In summary, the analysis of gene expression in joint tissues in a meniscal injury model of OA found OA-related genes that had been previously reported in other animal models and in human OA, but also revealed novel genes and pathways that could be important in the OA process. The results also demonstrated clear age-related transcriptional differences in both the sham-operated control joints and the DMM-operated joints. These findings demonstrate the importance of age when considering the results of animal model studies of OA. Most studies that have used transgenic mice to study the role of specific genes in OA have used animals at an age similar to that in our younger group. Genes and pathways important in the OA process may be missed if only young animals are used in such studies.
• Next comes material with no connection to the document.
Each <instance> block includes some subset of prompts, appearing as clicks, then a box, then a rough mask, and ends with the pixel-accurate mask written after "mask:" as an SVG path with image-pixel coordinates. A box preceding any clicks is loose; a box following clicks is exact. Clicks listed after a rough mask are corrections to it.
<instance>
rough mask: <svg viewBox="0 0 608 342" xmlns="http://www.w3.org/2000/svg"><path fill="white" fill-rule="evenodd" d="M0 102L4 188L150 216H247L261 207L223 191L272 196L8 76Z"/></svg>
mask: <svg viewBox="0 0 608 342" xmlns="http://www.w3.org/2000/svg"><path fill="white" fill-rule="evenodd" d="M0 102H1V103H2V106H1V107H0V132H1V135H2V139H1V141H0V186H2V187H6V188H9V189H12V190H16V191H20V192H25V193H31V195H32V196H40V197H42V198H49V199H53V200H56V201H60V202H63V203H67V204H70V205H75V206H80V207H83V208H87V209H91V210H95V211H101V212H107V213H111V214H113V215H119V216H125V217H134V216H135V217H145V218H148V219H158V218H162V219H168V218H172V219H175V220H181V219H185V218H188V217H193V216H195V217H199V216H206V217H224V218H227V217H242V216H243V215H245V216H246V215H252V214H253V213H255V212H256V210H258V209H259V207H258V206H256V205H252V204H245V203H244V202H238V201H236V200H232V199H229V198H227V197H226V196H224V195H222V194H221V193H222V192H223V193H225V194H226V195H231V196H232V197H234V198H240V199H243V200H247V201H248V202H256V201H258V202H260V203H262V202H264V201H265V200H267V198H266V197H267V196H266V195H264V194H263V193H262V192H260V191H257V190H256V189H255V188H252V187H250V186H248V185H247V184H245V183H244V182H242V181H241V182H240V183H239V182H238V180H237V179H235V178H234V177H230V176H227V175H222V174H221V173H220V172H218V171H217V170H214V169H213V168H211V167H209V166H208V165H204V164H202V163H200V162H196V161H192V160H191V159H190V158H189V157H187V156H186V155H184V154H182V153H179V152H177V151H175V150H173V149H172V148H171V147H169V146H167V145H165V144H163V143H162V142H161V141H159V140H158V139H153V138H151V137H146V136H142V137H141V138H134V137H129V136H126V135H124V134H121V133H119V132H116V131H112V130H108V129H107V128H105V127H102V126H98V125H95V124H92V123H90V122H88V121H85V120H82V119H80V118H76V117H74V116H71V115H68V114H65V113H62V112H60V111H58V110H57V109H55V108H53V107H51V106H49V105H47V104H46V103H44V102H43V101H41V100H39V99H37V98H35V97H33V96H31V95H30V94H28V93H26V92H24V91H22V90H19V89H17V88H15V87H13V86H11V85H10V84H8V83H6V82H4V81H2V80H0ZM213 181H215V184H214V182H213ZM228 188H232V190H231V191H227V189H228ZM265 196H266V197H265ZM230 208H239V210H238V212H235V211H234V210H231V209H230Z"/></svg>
Age at onset of joint injury clearly affects the way in which the cells within joint tissues respond. The older animals exhibited a very active response to joint injury, including the up-regulation of matrix genes, chemokines, and matrix-degrading enzymes, consistent with the concept that OA is not a degenerative disease but rather a condition that activates remodeling of joint tissues. Further studies of the differences in the transcriptional response between joints of younger and older mice should help elucidate the mechanisms underlying the contribution of age to the development of OA.